E, sim, é necessário falar dele no plural porque é uma experiencia coletiva. Tem vários aspectos dessa festa popular que acontece em todos os outubros há quase 230 anos que nos fazem sentir algo extraordinário, eu vou contar alguns para vocês.

Primeiramente, o começo de tudo. Era uma vez um caboclo chamado Plácido que achou uma imagem de Nossa Senhora De Nazaré. Ele levou a imagem para casa, e no dia seguinte ela voltou para o mesmo lugar que ele a havia encontrado. Pronto, estava construído o primeiro símbolo dessa festa. O percurso dessa imagem se transformou numa procissão que em um dia vai de um canto para o outro, e no dia seguinte faz o percurso inverso.

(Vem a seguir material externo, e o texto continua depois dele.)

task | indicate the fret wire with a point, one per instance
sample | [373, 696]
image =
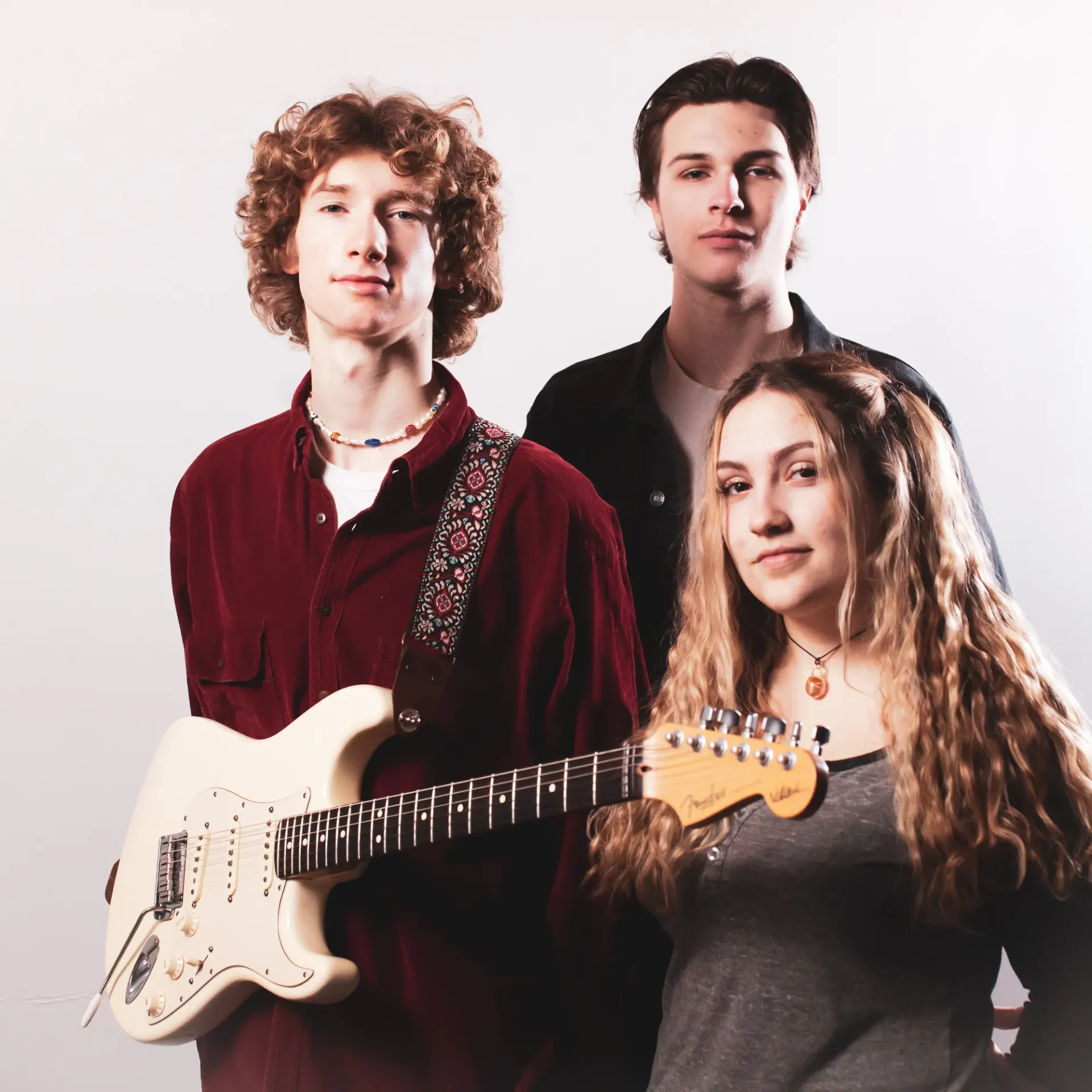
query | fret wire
[316, 826]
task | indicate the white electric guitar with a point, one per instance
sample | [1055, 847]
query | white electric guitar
[235, 843]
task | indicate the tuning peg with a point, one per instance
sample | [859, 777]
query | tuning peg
[726, 720]
[772, 726]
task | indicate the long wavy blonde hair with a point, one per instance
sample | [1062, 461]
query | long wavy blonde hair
[991, 757]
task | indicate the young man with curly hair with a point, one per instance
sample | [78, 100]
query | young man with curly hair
[297, 552]
[729, 161]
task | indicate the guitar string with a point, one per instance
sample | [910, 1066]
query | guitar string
[410, 801]
[218, 863]
[613, 762]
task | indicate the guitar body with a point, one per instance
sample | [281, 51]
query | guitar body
[238, 925]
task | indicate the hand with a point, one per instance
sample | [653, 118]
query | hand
[1006, 1077]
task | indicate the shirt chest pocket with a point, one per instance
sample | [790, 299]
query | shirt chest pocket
[232, 676]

Isso se repete há mais de dois séculos.

A festa começa a acontecer dentro de nós, quando outubro se avizinha. Os combinados em família já ficam diferentes, há uma programação pensada com antecedência, as comidas típicas são planejadas, organizadas, preparadas. O cheiro da cidade muda, a cor das ruas, os enfeites, as pessoas. Seus sorrisos são mais largos, mais fartos, mais fáceis, mais doces.

O sulco de tudo isso é concentrado em 3 dias: sexta, sábado e domingo. Cada um olha para uma vista da festa, que tem diversos compartimentos. É um salão imenso de magia pura, um salão que envolve a cidade inteira. Cada ano todos têm a oportunidade de olhar para um compartimento novo, um lugar desse salão de magia que ainda não foi visitado antes, e a visita tem sempre muitas companhias. São dois milhões e meio de pessoas envolvidas na festa, fora as que só observam. Que baile!

E com todo esse mar de gente, não se pode negar que a egrégora que se forma é completamente extraordinária. Se duas pessoas já formam uma egrégora que é essa energia de conexão, imaginem essa multidão, essa força incrível desse coletivo de gente. E aí, claro, temos uma experiência superlativa.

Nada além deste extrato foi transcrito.